III. Business Options
One beneficial provision in CCPA is that a business is not liable for the actions of a service provider if “at the time of disclosing the personal information, the business does not have actual knowledge, or reason to believe, that the service provider intends to commit [a violation of the title].” (1798.145(k)) In the case of IAB and Google, those entities have presumably committed large amounts of resources to analyzing this issue from a legal and technical standpoint. And regardless of how regulators may respond in the future, a business who follows these schemes should not be said to have “actual knowledge” that these entities intend to violate the statute. So absent further explicit guidance, a business should be able to rely on these proposals as good faith attempts to comply with the statute.
Businesses have primarily two options based on the mechanisms provided by IAB and Google. They can either instruct the downstream participants to act as “service providers” in all cases, or they can do it individually in response to a “Do Not Sell” link. Sending a signal in all cases could be attractive if the business does not otherwise sell anything as it could avoid the use of a “Do Not Sell” link entirely. The other option is to implement “Do Not Sell” opt-out and have the opt-out send the signal(s) to the downstream providers. In addition to requiring an affirmative statement of selling that businesses may want to avoid if this is the only reason, it is technically more complex to implement.
One consideration that is very difficult to assess is the operational effect of instructing the participants to be “limited service providers” or engage in “restricted data processing.” There is little information as to precisely what limitations will be imposed, and the entire ecosystem is so complex it may be that even the providers do not have an understanding of what type of effect the use of these restrictions will have. However, this is likely the predominant consideration in favor of implementing a “Do Not Sell” link as opposed to just sending the service provider instruction in every instance. The primary downside to the business is that it may affect the quality of the services for which the business is using the widget.
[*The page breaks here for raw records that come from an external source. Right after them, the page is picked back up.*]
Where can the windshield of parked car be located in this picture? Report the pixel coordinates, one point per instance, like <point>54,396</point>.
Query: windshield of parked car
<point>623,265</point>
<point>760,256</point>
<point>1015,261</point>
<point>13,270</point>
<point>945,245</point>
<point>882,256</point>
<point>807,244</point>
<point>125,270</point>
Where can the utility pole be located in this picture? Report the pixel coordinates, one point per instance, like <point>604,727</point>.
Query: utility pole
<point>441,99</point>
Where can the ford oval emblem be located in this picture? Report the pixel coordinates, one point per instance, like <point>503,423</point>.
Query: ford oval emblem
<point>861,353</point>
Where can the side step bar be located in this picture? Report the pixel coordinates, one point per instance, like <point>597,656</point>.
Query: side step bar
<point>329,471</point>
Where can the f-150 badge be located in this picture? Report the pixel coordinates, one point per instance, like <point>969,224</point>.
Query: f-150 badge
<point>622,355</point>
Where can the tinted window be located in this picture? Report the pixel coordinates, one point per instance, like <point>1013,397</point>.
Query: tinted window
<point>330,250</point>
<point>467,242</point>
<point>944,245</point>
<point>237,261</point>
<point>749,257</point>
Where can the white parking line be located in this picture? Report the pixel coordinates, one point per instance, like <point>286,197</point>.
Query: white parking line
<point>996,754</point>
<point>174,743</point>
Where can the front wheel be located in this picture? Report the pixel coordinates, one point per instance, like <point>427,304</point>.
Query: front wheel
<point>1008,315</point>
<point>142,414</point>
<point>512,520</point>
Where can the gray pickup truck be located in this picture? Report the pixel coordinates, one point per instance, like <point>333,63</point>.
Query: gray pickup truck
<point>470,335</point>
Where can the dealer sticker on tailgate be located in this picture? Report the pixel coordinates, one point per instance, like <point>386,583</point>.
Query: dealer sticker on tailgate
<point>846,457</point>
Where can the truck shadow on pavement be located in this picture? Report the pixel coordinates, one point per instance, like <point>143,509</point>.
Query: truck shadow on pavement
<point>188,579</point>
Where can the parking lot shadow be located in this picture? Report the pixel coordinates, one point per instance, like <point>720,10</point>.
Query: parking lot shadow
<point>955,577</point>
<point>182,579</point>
If the impact of these restrictions were minimal, a business may be much better off making the default operation limited/restricted mode and not implementing any “Do Not Sell” links for this practice.
The lack of full participation by the industry complicates the analysis because any entity that has not taken a position does not provide the business with the options above or with a justification to view that entity’s current processing as a service provider. Presumably the large players will have to affirmatively take a position, and these should continue to be monitored for any developments. To the extent businesses rely on smaller entities, they may want to reach out to those entities with IAB and Google’s positions to ask how the smaller entity intends to proceed.